Systems and tools for crowdsourcing transcription and description proliferate, and libraries and archives are getting increasingly serious about collectively figuring out how to let others describe and transcribe their stuff. At the same time, there continues to be a lot of interest in the potential for linked open data in libraries archives and museums. I thought I would take a few minutes to try and sketch out a way that I think these things could fit together a bit.
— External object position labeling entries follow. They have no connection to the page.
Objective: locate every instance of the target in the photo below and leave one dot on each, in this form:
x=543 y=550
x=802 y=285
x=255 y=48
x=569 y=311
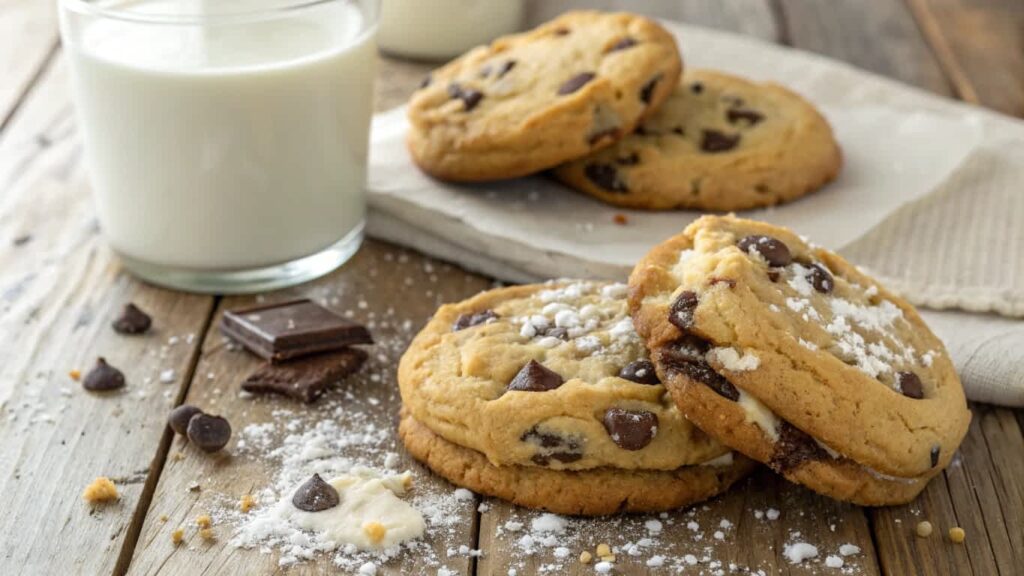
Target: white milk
x=441 y=29
x=225 y=147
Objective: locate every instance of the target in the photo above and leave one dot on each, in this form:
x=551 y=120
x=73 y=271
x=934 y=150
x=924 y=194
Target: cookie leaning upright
x=532 y=100
x=544 y=396
x=719 y=142
x=791 y=355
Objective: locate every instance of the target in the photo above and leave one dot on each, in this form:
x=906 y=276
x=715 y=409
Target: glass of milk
x=434 y=30
x=225 y=140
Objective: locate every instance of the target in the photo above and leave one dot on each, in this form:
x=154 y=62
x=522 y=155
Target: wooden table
x=59 y=287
I’ve been increasingly thinking it would be really neat if we could come up with some lightweight conventions for anyone anywhere to describe an object that lives somewhere else. At this point, things like the Open Annotation Collaboration presumably provide a robust grammar to actually get into markup and whatnot if folks wanted to really blow it out, but I think there is likely some very basic things we could just do to try and kick off an ecosystem for letting anyone mint URLs that have descriptive metadata that describe objects that live at other URLs.
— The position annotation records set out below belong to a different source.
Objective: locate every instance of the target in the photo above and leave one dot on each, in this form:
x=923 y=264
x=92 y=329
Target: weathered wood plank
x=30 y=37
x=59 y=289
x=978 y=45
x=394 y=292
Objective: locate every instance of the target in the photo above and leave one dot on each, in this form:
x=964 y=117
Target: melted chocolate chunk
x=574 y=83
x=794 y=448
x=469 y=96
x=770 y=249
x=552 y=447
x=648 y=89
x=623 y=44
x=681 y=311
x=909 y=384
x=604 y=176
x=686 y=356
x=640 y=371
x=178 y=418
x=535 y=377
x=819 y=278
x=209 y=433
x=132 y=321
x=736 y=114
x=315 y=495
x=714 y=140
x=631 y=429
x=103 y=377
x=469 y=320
My hope in this, is that instead of everyone building or standing up their own systems, we could have a few different hubs and places across the web where people describe, transcribe and annotate that could then be woven back into the metadata records associated with digital objects at their home institutions. In some ways this is really the basic set of promises and aspirations that Linked Open Data is intended to help with. Here I am just intending to try an think through how this might fit together in a potential use case.
A Linked Open Crowdsourcing Description Thought Experiment
With a few tweaks, we are actually very close to having the ability to connect the dots between one situation in which people further describe archival materials (in this case to create bibliographies) that could provide enhanced metadata back to a repository. I’ll talk through how a connection might be forged between Zotero and one online collection, but I think the principles here are generic enough that if folks just agreed on some conventions we could do some really cool stuff.
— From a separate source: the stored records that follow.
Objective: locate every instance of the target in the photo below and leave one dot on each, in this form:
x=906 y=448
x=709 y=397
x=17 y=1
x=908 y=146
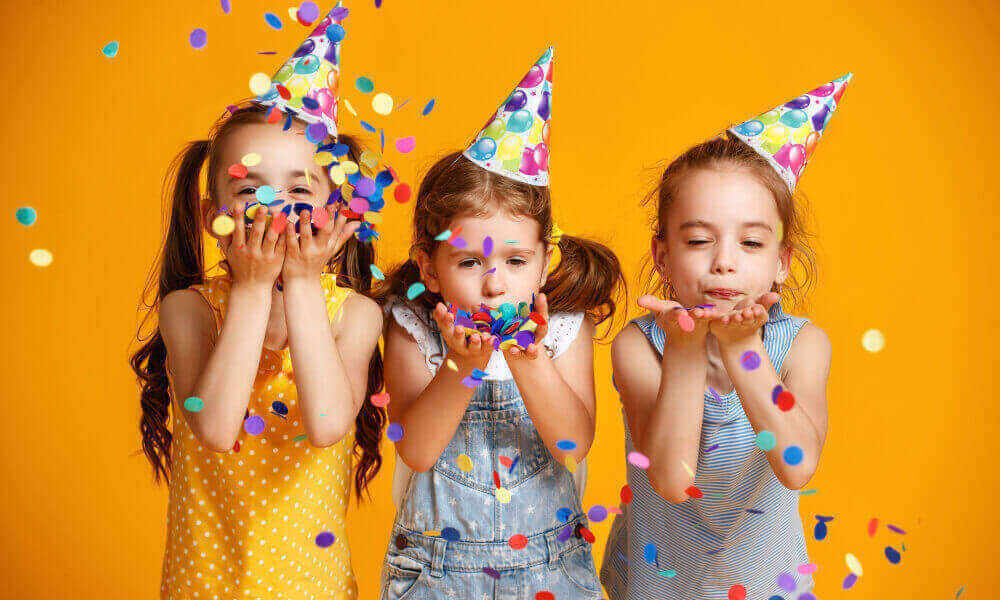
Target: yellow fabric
x=243 y=523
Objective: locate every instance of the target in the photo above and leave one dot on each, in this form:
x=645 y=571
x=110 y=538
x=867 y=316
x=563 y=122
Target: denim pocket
x=578 y=567
x=402 y=576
The Clara Barton papers are digitized in full, but in keeping with archival practice, they are not described at the item level. In this case, the collection has folder level metadata. So since it’s items all the way down in a sense, the folders are the items.
As a result, you get things that look like this, Clara Barton Papers: Miscellany, 1856-1957; Barton (Clara) Memorial Association; Resolutions and statements, 1916, undated. This is great. I am always thrilled to see folks step back from feeling like they need item level description to make materials available on the web. Describe to whatever level you can and make it accessible.
With that said, I’m sure there are people who are willing to pitch in and make some item level metadata for the stuff in that folder. Beyond that, if a scholar is ever going to actually use something in that folder and cite it in a book or a paper they are going to have to create item level description. Wouldn’t it be great if there was a generic way for the item level description that happens as a matter of course to put a footnote in an article or a book could be leveraged and reused?
Scholars DIY Item Level Description in Zotero
Everyday, a bunch of scholars key in item level description for materials in reference managers like Zotero. To that end, I’ll briefly talk through what would happen if someone wants to capture and cite something from the Clara Barton Papers in Zotero. Because there is some basic embedded metadata in that page, if you click the little icon by the URL you get that initial data, which you can then edit. You can also then directly save the page images into your personal Zotero library.
So you can see what that would look like below. I started out by saving the metadata that was there, I logged the URL that the actual item starts at inside the folder, changed it from a web page to a document, keyed in the title and the author of the document. I also saved the 2 actual images that are associated with the two images from the 19 images that are actually part of the item I am working with as attachments to my Zotero item.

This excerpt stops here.